The experiment and the results of the research

To conduct their experiment, the researchers visited ANSTO’s CAS in January 2024, where they used the Sirius accelerator, a state-of-the-art facility that can generate high energy beams of protons and heavier ions. The Sirius accelerator is optimized for radiation testing of electronic components, power devices, and photovoltaic technologies, and offers a high degree of flexibility and precision.

The researchers brought several samples of SiC devices, such as diodes and transistors, and irradiated them with different types and doses of ions, ranging from protons to xenon. They also measured the electrical characteristics of the devices before and after the irradiation, using a custom-made setup that they designed and built.
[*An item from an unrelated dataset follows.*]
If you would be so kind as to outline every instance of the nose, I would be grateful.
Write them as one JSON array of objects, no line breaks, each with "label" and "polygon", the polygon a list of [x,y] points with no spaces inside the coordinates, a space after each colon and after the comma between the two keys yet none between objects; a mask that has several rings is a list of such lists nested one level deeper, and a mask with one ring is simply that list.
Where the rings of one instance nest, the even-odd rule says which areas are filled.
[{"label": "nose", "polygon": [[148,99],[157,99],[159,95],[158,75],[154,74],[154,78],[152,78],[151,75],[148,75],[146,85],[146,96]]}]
The researchers were able to observe and analyze the changes in the devices caused by the irradiation, such as the increase in the leakage current, the decrease in the breakdown voltage, and the formation of defects and traps. They were also able to compare the effects of different ions and energies, and to identify the mechanisms and the factors that influence the radiation response of SiC devices.

The researchers were assisted by ANSTO’s accelerator scientists, Dr Stefania Peracchi, Dr Zeljko Pastuovic, and Dr Ryan Drury, who have expertise in accelerator technologies and radiation effects. The ANSTO team also helped the researchers to prepare and align their samples, to operate and control the beamline, and to collect and process the data.

The significance and the impact of the research

The research is significant for advancing the knowledge and the technology of SiC devices, which have potential applications in various fields and sectors that require high performance and reliability of power electronics. The research is also important for establishing and strengthening the collaboration between ETH Zurich and ANSTO, as well as other partners and stakeholders in the field.

The research is expected to have a positive impact on the development and the optimization of SiC devices, as well as on the design and the selection of the best materials and devices for different applications and environments. The research is also expected to contribute to the innovation and the competitiveness of the power electronics industry, as well as to the sustainability and the security of the energy systems.